Exchanging self-expression for quality
by Aleyah Goins; illustration by Sarah Ross
I write, therefore I am me, not my editor.
Editors of magazines aren’t gods, but they have to be goddamn holy people to pick and choose who gets published and who does not; I believe that is the closest to divinity anyone could pray for. Editors spend long hours—receiving weak pay— attempting to understand the intent of the writer. But no text will ever perfectly reflect what the author intended. Reading is an act of interpretation; haven’t you ever read a book and discovered the film adaptation of a character had completely different tics or a different hair color than you had imagined? From the writer’s perspective, cutting down a narrative to fit a word limit leaves its bones high and dry. From the editor’s perspective, it is impossible to publish everything. Is there a rubric to help the editors decide what pieces are quality, or some special trait that makes them worthy of the label “quality?”
I had a conversation with my own written words and I asked them if they had quality, to which they replied, “We are words. We do not make decisions.” Therefore, I will let them speak for themselves. These are my words and I will never self-censor, or shortchange myself, in order to find my place in writing. When I write, I write for me, not to impress any audience. Our experiences in life are not always clear, and our writing should reflect that complexity rather than be simplified for the sake of universal comprehension.

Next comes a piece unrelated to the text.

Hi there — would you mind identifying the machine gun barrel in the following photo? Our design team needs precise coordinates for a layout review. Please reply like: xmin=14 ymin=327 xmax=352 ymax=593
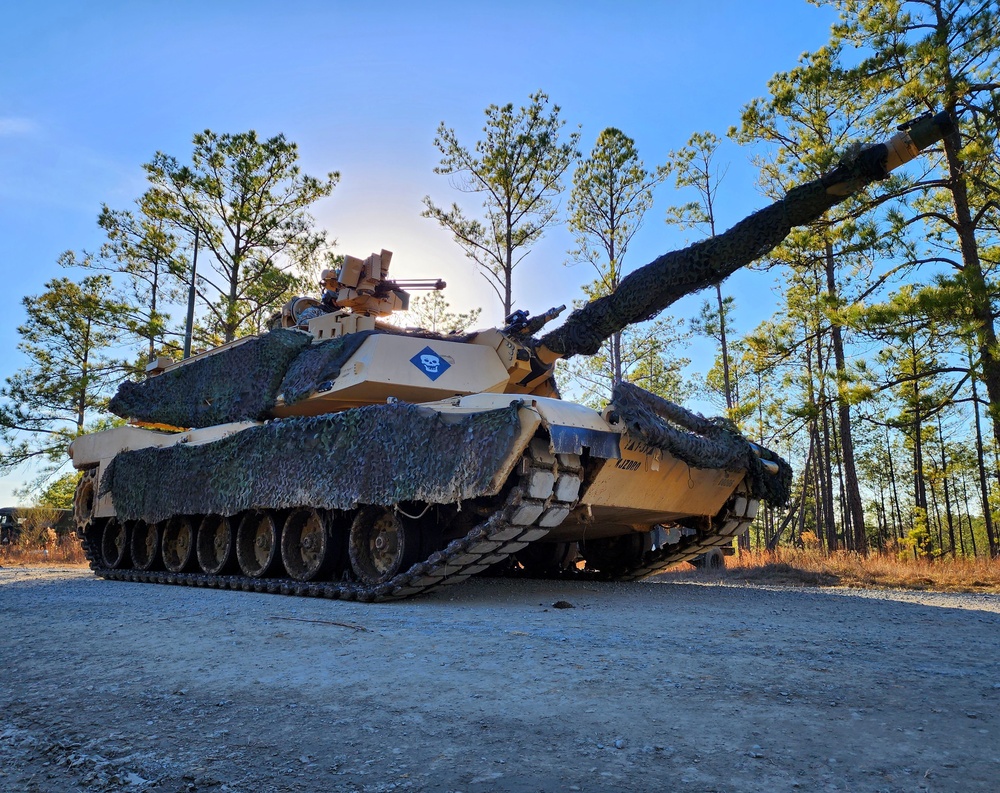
xmin=386 ymin=279 xmax=447 ymax=291
xmin=534 ymin=111 xmax=954 ymax=362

I sat still and wrote the words that came with only the shirts on their backs. They had neither agenda nor motive, so I considered them to be full of truth and wisdom. The words not only arrived, but they danced and sang, they waved their nondescript, non-associative flags and told me to be quiet so they could tell their tale. Unlike a magazine, words have no limit. Once I sat still and listened—instead of writing for the incentive of hearing my own voice on paper—the words multiplied like hungry bees feasting on their own honey. I couldn't control them, no more than I could control my own heart beating.

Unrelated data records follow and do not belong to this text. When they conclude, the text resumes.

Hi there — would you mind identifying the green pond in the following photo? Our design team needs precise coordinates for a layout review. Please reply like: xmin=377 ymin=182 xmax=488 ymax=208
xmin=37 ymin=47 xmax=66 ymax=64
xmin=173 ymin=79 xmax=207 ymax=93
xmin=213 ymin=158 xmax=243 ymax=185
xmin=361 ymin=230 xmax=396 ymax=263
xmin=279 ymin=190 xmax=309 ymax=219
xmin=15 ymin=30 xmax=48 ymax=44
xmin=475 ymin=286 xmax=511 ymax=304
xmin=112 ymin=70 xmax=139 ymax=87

When the words were done doing what they had to, they demanded that I hand over the manuscript to a reader. I said, “No. A reader doesn’t have time for this. Especially a reader on the Block Plan.” When they pleaded again, I repeated, “No. Nobody will read you.” They buzzed excitedly amongst themselves and then replied softly, “If all things that were meant to be said cannot be read, were they ever worth writing?” I laughed at the words’ terrible attempt at the cliché, “If a tree falls in a forest ...”
But suddenly, I knew the answer to their question. All things that beg to be said are worth writing, and therefore should be read. The real question is by whom. Again, my words flew around each other with excitement, but this time with long sympathetic sighs, “We are words. We do not make decisions. That is for you, and the reader. However, you cannot make the readers’ decisions, and they can’t do so for you. Write what should be said and don’t worry if it is too much, or stale as week-old bread.”

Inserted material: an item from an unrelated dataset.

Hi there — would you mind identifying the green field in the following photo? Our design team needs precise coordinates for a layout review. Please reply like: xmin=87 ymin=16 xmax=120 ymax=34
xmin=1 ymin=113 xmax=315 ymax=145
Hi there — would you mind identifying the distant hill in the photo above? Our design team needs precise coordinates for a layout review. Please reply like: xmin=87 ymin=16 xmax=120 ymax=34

The problem with communicating with words is that I am always on their territory. But, after the chat, I realized they were correct. When considering our reader, should we, as writers, worry about upholding a “quality” previously installed by those who are not you? What if you have the power to raise the bar, thus causing an influx of new writers trying to be you? Unfortunately, the monkey wrench that unscrews the bar is not in your hands but in those of your editor.
The editor’s job is to give quality words space in a magazine to speak. But the limited space requires many of the words to be cut. The process of omission requires censorship of essential details. Some might be less important than others, but who decides which to rescue: the writer or the audience? Or neither? My conclusion is that my style of writing is an extension of who I am. It is solely up to the writer to allow her words to speak for themselves with an unwavering standard. A person who communicates what is inside her heart with the purpose of developing strength, instead of censoring how she feels due to the fear of judgment, is a virtuous writer. The reward of virtue: discovering your style.
Editors need the writer's self-expression and insight—never be fooled into thinking that you, as a writer, need to please the publication with self-censorship. Through the process of publishing, I have learned that it is not satisfying to be heard at the sacrifice of self-expression, compared to being unheard but understanding myself. When your style is known and free to act according to itself, only then will the wrench be in your hands. Then, the standard of quality can be as high as you are willing to jump and word limits wash away.